The 'Laura Marling and Friends' concert at The Royal Festival Hall this last August was an important symbol in just how popular contemporary folk music is, how relevant people find it is to their lives, and how vast and talented the new generation of young British folk artists have proven themselves to be. Alessi's Arc, Peggy Sue and Sons of Noel and Adrian are all teetering on the brink of the kind of mass appeal that Laura Marling, Noah and The Whale, and, internationally speaking, Andrew Bird have managed to achieve. Mumford & Sons, (Marcus Mumford the genius at the reins) are the most immediately promising of this rich crop. There is something existentially, time-conqueringly appealing about harmonised voices, traditionally played string instruments, big marching drums and peculiar, heart-warming and heart-breaking tales put passionately to music. It is as if Mumford & Sons are tapping into a folk-sinew of the listener, drawing out the traditional roots somehow of love, life and experience.
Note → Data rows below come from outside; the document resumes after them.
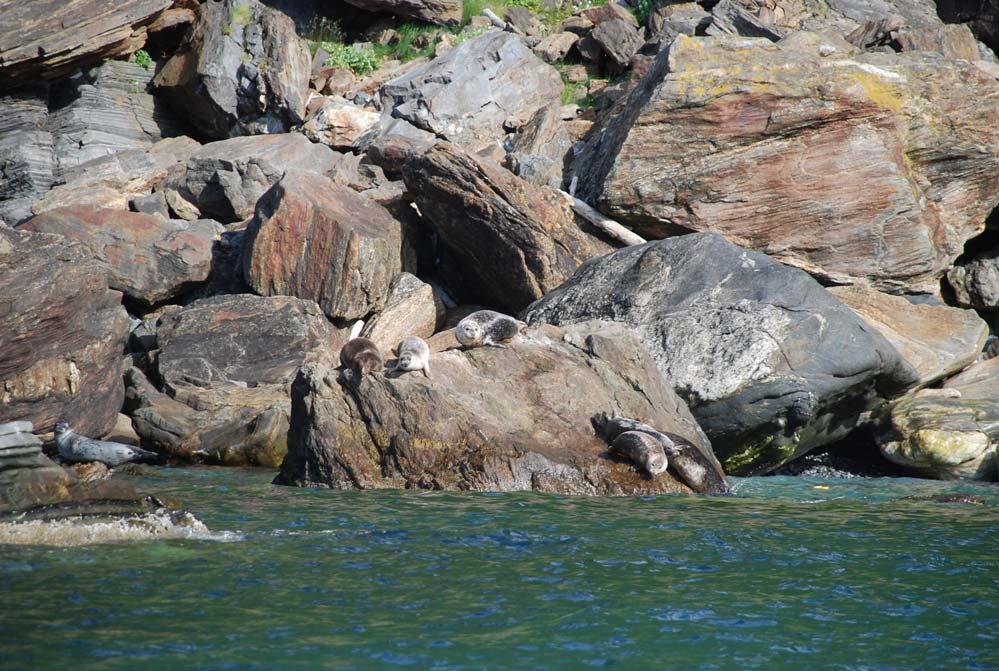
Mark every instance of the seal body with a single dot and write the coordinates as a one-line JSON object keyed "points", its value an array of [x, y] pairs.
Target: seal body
{"points": [[487, 328], [414, 354], [361, 356], [642, 450], [74, 447], [701, 472]]}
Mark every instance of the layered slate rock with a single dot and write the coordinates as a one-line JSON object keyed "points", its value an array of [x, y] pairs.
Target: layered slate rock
{"points": [[224, 179], [951, 432], [466, 95], [324, 242], [514, 242], [877, 168], [429, 11], [226, 365], [50, 39], [63, 335], [241, 70], [490, 419], [936, 340], [149, 259], [770, 364]]}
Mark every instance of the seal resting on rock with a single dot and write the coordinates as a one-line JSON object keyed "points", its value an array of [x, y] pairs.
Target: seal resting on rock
{"points": [[701, 473], [487, 328], [74, 447], [642, 450], [414, 354], [361, 356]]}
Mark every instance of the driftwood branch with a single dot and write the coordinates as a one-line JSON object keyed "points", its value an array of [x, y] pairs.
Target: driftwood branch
{"points": [[605, 224]]}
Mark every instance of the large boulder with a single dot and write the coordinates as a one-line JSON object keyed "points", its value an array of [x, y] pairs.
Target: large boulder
{"points": [[513, 242], [241, 70], [52, 38], [489, 419], [466, 95], [226, 364], [770, 364], [224, 179], [951, 432], [936, 340], [322, 241], [873, 168], [148, 258], [62, 338]]}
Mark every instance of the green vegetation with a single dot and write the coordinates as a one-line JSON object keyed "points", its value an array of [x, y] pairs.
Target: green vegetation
{"points": [[142, 58]]}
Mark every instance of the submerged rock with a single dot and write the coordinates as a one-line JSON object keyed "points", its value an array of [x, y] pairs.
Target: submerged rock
{"points": [[770, 364], [490, 419]]}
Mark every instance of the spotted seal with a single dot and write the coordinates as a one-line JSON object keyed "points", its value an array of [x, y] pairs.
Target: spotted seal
{"points": [[74, 447], [701, 472], [414, 354], [487, 328], [361, 356]]}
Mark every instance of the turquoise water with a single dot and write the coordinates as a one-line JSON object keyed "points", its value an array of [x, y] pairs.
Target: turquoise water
{"points": [[790, 573]]}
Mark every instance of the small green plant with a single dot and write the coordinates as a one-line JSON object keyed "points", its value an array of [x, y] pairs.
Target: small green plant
{"points": [[142, 58]]}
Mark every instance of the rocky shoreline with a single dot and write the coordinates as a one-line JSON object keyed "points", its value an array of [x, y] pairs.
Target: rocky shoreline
{"points": [[199, 201]]}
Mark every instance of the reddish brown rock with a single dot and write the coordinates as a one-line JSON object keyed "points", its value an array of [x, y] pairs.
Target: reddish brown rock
{"points": [[62, 338], [148, 258], [322, 241], [874, 168]]}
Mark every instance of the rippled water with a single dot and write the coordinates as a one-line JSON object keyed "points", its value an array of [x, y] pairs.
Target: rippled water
{"points": [[788, 574]]}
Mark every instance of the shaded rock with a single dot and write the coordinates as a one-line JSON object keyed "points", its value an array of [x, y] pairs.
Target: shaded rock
{"points": [[936, 340], [951, 432], [976, 283], [240, 70], [62, 337], [226, 364], [412, 308], [466, 95], [513, 242], [774, 156], [770, 364], [148, 258], [49, 39], [431, 11], [318, 240], [490, 419], [225, 179]]}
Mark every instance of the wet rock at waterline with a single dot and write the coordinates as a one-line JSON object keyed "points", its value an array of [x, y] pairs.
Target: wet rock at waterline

'Sigh No More' is a strokingly tender, heart-on-a-sleeve, chantingly great album that swoons and caresses as much as it leaps and foot stomps. The band have perfected this water-tight formula of lulling the listener into songs with warm, sentimental, hard-hitting and intimate lyrics, slowly set to soft swaying strumming. Then, with the first verse and chorus having been delivered as such, you are suddenly awoken by a big stomping double bass and percussion bomb, which explodes and swirls you into a triumphant whirlpool of epic forces of sound that hammer down all around you before delivering you, dishevelled but exhilarated, into the safe flowing stream of the formerly gentle beginnings.

We see this time and again with the thumpingly brilliant title track, 'Sigh No More,' the anthemic and glorious 'Winter Winds' that frankly should replace 'Auld Lang Syne,' sung by jubilant drunkards at New Years Eve; and most tenderly and spookily in 'White Blank Page,' which is overflowing with such multifarious emotion, that it has you reaching for the tranquilisers by the time the creaking, aching voice of Marcus Mumford croaks out the immortally heart-torn-apart lines, "Tell me now where was my fault / In Loving you with my whole heart?"

This is an album of sun rays as much as it is an album of thunder storms. And this is exactly the point; this album is so poignant and powerful because it deals with extremes. Intense happiness and floor-hitting sadness are all captured here and wrapped in a musical bubble of enthralling melodrama that is hard to shake. You've got us hooked Mumford & Sons; do with us what you will.